Climate change debate spurs warm feelings in London
“The great Harvard biologist E.O. Wilson published a book in 2007 called “Creation”, subtitled An Appeal to Save Life on Earth,” Sacks told leaders of all the major faiths meeting at Lambeth Palace in London on Thursday.
(Photo: A partially dried reservoir in Yingtan, Jiangxi province, China, 29 Oct 2009/stringer)
“I thought that was a very good book. E.O. Wilson is known not to be religious, but what this book was was a call to religious people and scientists to call off the war between religion and science and work together for the sake of the future of life on earth.
“And I felt that was a very generous and appropriate call by a non-religious scientist.”
He said “that science and religion despite their apparent friction actually converge on a profoundly scientific and at the same time religious idea that there is a kinship of life and hence a covenant of life”.
Not only did such a high-profile religious figure agree with the scientific world, but faith leaders found harmony among themselves at the same meeting.
Sitting next to Rowan Williams, Archbishop of Canterbury and spiritual head of the Anglican Church, was the Archbishop of Westminster Vincent Nichols, who only days earlier had delivered the Pope’s offer to disaffected Anglicans the chance to convert to Rome.
(Photo: Chief Rabbi Jonathan Sacks, 23 July 2006/Paul Hackett)
Organised by Williams, the leaders issued a joint statement in which they “recognised unequivocally that there is a moral imperative” to tackle the causes of global warming.
They agreed to work together to raise awareness about the effects of “catastrophic climate change”, saying it was the poor and vulnerable who most suffered from the ensuing droughts, floods, water shortages and rising sea levels.
Quoting from the book of Genesis, Sacks said man was placed on earth to serve it and protect it. “Man was a guardian, not the owner using and abusing the good things on earth,” he said.
“We are taken from the earth and therefore owe it a sense of kinship and responsibility.

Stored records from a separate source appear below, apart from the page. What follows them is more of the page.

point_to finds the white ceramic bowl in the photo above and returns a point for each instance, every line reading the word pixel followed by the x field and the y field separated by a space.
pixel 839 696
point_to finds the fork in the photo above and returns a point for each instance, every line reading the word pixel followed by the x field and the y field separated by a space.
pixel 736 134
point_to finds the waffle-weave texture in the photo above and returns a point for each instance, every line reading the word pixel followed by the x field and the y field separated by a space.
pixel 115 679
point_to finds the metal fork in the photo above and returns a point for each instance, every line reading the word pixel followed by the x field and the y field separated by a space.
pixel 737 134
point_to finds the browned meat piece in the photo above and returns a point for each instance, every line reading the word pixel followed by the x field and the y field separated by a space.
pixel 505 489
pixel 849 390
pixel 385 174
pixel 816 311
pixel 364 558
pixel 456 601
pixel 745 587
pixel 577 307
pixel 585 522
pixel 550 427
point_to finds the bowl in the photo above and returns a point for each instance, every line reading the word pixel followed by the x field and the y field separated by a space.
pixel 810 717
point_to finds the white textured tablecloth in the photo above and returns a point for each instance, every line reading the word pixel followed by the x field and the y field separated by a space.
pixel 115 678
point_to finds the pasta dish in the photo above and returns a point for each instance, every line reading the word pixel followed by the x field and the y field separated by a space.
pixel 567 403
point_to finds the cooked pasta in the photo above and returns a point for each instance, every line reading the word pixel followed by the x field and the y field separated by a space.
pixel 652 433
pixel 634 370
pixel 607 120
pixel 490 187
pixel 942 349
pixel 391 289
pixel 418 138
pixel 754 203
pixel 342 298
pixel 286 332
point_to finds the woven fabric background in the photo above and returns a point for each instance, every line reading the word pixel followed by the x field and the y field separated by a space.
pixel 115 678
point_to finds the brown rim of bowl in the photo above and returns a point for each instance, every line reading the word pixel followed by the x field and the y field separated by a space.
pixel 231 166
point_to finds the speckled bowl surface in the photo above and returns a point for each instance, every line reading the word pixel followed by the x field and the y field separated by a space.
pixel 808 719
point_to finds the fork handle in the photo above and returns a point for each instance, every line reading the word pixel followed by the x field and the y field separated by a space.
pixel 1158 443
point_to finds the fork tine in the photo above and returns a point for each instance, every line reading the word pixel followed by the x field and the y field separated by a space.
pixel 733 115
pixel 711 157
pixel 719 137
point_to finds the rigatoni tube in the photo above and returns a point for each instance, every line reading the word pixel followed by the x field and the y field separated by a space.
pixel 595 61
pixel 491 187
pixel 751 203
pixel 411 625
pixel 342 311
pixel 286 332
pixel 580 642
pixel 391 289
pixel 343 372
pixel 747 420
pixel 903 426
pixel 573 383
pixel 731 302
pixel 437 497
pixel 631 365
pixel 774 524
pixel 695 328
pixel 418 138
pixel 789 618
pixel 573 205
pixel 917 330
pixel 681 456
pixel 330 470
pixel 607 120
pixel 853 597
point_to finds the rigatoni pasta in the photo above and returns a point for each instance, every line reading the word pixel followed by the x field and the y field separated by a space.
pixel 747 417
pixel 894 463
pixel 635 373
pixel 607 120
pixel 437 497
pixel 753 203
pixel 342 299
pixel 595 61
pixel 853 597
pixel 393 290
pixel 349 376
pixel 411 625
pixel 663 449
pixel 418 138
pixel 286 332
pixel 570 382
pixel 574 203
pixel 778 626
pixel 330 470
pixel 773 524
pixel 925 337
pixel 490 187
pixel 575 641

We believe our very existence as human beings come wrapped up in environmental imperatives and ecological responsibility.”
Drawing on the story of Noah’s Ark where all animals, including the lion and the lamb, had to survive side by side, he said we would all drown if we failed to work together.

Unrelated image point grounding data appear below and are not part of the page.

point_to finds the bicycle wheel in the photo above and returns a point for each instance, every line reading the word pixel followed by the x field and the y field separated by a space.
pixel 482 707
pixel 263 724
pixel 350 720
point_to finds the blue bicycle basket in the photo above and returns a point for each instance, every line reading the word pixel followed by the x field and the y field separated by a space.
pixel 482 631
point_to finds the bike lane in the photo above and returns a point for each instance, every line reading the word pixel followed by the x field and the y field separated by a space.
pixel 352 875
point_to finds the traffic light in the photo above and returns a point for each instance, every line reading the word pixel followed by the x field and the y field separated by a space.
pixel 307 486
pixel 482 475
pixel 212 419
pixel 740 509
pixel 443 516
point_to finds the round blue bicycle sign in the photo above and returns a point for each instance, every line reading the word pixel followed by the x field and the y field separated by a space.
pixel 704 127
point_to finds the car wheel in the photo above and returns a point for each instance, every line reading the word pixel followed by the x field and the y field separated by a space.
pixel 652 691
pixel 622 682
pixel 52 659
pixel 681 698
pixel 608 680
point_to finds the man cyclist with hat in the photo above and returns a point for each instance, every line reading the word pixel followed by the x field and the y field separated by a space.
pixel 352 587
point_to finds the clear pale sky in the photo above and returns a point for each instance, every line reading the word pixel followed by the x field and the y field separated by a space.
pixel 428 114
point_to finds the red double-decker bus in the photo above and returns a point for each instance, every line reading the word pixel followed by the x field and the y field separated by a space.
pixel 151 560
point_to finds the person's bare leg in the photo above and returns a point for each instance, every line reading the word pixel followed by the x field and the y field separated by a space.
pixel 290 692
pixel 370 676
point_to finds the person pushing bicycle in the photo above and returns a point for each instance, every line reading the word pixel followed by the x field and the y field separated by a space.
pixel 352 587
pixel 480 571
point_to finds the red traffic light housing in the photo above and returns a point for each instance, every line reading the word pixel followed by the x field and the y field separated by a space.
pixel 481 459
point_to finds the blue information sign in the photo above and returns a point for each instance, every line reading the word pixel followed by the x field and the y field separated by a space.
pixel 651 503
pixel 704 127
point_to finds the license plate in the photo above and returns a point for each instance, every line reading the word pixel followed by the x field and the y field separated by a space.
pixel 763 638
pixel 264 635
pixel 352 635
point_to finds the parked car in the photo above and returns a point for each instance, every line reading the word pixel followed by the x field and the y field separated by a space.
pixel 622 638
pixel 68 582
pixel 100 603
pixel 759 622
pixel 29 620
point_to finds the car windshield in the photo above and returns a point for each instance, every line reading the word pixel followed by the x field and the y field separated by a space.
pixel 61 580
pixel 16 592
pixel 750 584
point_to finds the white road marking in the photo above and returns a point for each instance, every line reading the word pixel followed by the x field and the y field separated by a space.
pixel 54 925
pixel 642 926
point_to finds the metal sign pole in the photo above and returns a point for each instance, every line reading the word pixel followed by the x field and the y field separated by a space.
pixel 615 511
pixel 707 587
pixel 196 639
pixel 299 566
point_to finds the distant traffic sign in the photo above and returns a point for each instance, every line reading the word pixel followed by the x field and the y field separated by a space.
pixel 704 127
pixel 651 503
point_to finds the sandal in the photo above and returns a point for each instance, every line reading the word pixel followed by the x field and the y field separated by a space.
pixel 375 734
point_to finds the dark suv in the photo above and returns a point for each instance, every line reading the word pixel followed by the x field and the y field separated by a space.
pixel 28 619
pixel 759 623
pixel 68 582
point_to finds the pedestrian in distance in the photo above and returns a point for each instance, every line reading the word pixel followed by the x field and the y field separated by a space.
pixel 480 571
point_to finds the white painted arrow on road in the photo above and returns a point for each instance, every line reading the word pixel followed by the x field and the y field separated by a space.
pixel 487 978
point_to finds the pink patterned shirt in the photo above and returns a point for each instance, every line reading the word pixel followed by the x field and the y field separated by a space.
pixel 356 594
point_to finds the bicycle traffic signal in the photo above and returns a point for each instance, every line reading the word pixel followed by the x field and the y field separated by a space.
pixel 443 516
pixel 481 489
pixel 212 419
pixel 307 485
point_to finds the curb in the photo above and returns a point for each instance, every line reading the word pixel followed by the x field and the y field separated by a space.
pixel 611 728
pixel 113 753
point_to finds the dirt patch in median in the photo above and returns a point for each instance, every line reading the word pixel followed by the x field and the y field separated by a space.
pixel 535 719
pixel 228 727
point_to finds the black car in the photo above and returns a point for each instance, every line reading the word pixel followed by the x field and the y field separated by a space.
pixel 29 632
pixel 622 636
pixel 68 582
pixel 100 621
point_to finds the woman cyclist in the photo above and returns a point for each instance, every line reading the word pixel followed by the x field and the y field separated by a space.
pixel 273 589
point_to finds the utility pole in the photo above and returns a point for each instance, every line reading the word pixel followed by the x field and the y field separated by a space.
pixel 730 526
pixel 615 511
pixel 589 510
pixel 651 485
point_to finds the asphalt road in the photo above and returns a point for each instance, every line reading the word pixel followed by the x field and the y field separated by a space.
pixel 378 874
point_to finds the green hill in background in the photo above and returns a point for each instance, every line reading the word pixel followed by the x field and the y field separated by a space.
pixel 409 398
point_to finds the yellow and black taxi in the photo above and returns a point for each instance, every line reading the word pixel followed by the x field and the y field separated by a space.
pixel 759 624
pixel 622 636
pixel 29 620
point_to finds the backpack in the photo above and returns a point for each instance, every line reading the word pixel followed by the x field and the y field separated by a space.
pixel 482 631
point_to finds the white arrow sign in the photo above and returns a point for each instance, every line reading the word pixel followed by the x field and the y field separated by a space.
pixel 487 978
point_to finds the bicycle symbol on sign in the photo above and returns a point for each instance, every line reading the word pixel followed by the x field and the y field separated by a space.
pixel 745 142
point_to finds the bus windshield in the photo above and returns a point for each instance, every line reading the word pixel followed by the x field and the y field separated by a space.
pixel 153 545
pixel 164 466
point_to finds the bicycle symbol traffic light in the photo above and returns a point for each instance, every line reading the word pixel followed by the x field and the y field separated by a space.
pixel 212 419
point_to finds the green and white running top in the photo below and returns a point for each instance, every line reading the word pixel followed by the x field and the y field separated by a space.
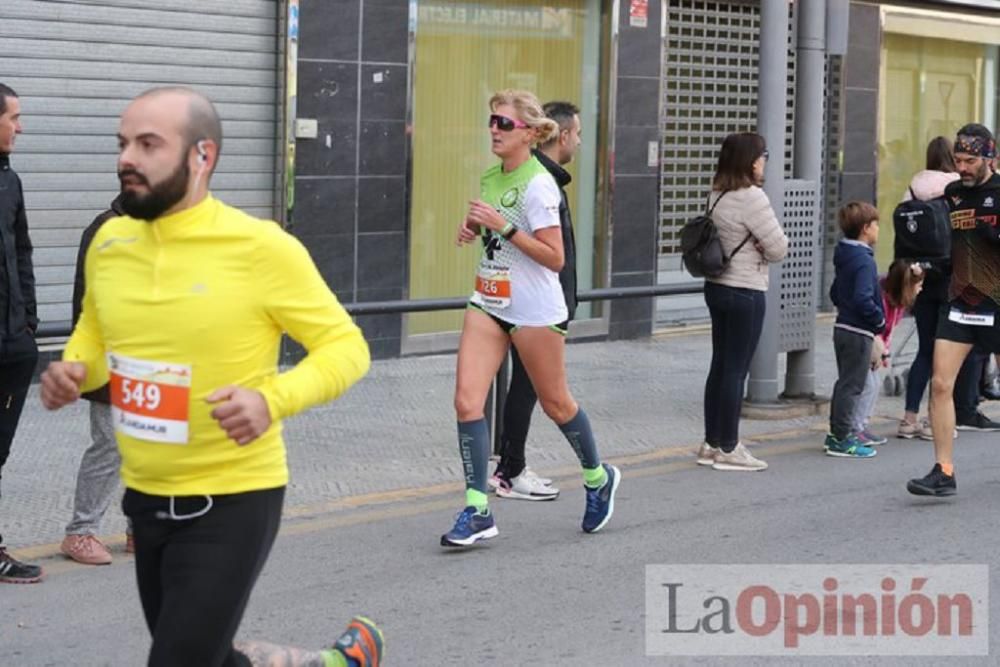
pixel 509 284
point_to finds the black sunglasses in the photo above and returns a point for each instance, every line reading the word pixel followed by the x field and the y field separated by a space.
pixel 506 124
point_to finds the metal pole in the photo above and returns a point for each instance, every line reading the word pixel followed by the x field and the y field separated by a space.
pixel 800 376
pixel 773 68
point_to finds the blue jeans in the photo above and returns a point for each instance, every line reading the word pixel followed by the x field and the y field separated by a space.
pixel 737 320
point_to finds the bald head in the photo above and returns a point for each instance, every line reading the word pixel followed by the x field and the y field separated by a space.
pixel 200 119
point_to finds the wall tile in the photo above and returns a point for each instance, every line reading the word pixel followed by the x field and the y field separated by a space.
pixel 861 114
pixel 329 29
pixel 333 153
pixel 638 102
pixel 383 92
pixel 324 206
pixel 385 32
pixel 383 148
pixel 328 91
pixel 859 151
pixel 860 186
pixel 333 255
pixel 635 224
pixel 631 146
pixel 381 260
pixel 382 204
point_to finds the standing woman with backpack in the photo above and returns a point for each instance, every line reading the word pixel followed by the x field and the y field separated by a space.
pixel 926 185
pixel 751 238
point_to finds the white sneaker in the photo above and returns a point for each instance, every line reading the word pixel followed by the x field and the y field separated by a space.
pixel 528 472
pixel 740 459
pixel 706 454
pixel 526 487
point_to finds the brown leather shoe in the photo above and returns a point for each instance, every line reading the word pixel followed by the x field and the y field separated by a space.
pixel 86 549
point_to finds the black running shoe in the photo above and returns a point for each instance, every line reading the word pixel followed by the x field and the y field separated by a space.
pixel 936 483
pixel 13 571
pixel 979 422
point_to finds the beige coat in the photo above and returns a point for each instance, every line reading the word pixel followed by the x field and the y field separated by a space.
pixel 742 212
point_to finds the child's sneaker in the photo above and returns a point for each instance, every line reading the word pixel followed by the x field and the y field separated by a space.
pixel 706 454
pixel 918 429
pixel 850 447
pixel 870 439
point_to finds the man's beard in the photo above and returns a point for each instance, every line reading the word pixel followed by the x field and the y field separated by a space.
pixel 161 197
pixel 978 177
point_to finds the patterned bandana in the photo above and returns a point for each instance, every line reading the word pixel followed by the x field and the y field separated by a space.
pixel 976 145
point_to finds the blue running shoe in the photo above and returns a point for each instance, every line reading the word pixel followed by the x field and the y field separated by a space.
pixel 849 448
pixel 869 439
pixel 601 501
pixel 470 527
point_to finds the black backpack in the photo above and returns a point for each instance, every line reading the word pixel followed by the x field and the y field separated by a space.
pixel 701 249
pixel 923 230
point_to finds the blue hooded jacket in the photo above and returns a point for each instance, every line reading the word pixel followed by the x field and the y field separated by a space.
pixel 855 290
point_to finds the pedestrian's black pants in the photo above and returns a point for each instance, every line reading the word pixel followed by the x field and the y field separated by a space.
pixel 520 403
pixel 737 321
pixel 18 357
pixel 195 575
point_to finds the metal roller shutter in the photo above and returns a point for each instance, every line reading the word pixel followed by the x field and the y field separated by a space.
pixel 77 63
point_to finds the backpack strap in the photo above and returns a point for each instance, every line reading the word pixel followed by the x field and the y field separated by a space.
pixel 709 209
pixel 740 246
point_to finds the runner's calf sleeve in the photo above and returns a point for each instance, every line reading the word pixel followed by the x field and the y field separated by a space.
pixel 581 437
pixel 474 445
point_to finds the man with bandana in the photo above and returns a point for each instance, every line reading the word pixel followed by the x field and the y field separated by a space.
pixel 183 314
pixel 972 317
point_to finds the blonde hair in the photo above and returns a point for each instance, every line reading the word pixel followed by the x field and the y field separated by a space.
pixel 530 110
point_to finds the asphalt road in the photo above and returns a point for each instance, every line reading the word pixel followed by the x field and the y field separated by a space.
pixel 543 593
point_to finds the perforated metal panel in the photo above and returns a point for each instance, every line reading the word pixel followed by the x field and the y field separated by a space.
pixel 833 145
pixel 798 271
pixel 709 90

Of course, if everybody kept the Sabbath, when nobody drove cars, flew by plane, or switched on any electrical appliances, the environmental problem would be solved, he said.
But more realistically, a new set of rituals would have to be devised that recognise the importance of the environment.
“What religion allows us to do is take the big ideas and translate them into daily rituals,” he said.